Requirements
Functional Requirements:
- Create a short URL for a given long URL.
- Return the long URL associated with a given short URL.
- Have a expiration date TTL
Non-Functional Requirements:
- The user can specify Expiration time, be default 10 years.
- Auto deletion of expired records.
- the read latency should be very less, and write latency can be little higher.
- duplicate records of same url should not be created.
- The system should be highly available and horizontal scaling should be possible.
API Design
Define the APIs expected from the system. This is your chance to analyze and define the read and write paths so that you can come up with the high-level design...

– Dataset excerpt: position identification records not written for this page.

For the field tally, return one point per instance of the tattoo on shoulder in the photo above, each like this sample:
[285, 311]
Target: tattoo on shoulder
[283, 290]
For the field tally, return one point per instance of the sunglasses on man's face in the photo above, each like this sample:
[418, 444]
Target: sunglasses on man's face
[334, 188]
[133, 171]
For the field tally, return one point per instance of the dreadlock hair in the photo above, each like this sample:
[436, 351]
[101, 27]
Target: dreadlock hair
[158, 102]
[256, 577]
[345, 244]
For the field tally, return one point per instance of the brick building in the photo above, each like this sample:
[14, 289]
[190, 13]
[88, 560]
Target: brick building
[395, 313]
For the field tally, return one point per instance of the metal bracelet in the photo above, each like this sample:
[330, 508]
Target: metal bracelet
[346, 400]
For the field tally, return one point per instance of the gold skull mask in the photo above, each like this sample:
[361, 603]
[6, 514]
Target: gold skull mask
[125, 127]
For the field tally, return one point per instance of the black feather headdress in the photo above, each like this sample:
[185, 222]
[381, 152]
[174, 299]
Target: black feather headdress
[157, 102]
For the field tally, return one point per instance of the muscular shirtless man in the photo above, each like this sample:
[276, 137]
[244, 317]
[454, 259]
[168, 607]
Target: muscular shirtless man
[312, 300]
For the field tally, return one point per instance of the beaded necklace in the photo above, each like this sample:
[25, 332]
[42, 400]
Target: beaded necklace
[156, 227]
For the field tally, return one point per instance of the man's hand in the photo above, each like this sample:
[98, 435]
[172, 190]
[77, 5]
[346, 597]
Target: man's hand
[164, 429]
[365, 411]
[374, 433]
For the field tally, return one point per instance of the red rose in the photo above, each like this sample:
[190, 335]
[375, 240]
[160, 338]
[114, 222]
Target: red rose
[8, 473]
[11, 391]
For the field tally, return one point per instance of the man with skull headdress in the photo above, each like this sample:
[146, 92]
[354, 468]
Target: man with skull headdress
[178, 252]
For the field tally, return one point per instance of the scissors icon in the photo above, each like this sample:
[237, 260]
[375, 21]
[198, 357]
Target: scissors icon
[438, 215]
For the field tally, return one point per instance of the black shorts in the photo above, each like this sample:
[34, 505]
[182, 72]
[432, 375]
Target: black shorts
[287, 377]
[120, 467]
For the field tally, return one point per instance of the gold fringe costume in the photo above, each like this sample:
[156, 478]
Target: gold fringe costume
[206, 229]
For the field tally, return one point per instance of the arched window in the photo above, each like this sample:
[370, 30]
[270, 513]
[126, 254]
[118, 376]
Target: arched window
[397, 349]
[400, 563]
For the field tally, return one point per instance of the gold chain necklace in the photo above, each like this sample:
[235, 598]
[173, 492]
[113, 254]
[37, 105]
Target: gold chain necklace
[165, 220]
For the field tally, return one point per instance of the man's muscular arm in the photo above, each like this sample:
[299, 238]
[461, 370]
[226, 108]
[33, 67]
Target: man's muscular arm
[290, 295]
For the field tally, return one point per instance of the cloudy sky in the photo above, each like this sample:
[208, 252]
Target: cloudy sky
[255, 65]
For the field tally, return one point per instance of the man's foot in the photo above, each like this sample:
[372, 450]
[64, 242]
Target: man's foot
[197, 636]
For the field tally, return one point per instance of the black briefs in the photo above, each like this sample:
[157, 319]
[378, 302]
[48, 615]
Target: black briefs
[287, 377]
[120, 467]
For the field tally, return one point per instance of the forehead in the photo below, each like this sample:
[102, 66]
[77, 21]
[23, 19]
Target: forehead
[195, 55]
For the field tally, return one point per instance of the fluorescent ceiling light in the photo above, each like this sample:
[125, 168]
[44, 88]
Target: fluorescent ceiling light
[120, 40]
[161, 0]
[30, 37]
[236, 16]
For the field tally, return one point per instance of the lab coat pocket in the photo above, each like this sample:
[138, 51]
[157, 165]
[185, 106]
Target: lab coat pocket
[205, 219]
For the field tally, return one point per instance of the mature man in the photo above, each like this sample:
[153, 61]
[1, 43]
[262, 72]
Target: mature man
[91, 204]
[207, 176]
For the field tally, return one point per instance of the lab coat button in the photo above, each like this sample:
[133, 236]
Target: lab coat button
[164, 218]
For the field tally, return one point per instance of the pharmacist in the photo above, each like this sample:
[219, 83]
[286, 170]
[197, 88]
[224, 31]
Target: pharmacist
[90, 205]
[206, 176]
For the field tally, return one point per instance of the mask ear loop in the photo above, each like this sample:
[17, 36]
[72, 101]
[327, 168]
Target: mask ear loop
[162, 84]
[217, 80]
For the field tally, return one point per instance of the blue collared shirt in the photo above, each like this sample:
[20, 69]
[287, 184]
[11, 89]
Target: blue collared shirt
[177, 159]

- POST request -> returns 201 created status in case of success, returns 409 conflict that record already exists.
- Get request -> for shortened URL, the full URL should be returned which it represents.
it returns 302 redirect request
- Delete request -> 200 for successful deletion and 404 for not found.
High-Level Design
Describe the overall system architecture. Identify the main components needed to solve the problem end-to-end. Use the diagramming tool to create a block diagram.
Detailed Component Design
Deep dive into 2-3 key components. Explain how they work, how they scale, discuss tradeoffs, capacity, and any relevant algorithms or data structures.
- It is a read extensive structure, normally 100:1 for read vs write.
- Consistency vs Availability : The system should be highly available, as per assumption that once the shortened URL is created, it won't be immediately shared to use.
- The expiration date is set as 10 years by default, so we need to store the shortened URLs for at-least 10 years.
- With 1 million QPS, the write requests would be 1000 per second, so for 10 years , around 3 trillions records.
- the characters which can be used for the shortened URL would be [0-9][A-Z][a-z], totalling 62 characters, so the shortened URL should be characters as 62^7 so will be 3.15 trillion records supported.
- The client give GET request, there is caching at DNS level and Redis level, if there is caching miss, then only hits DB.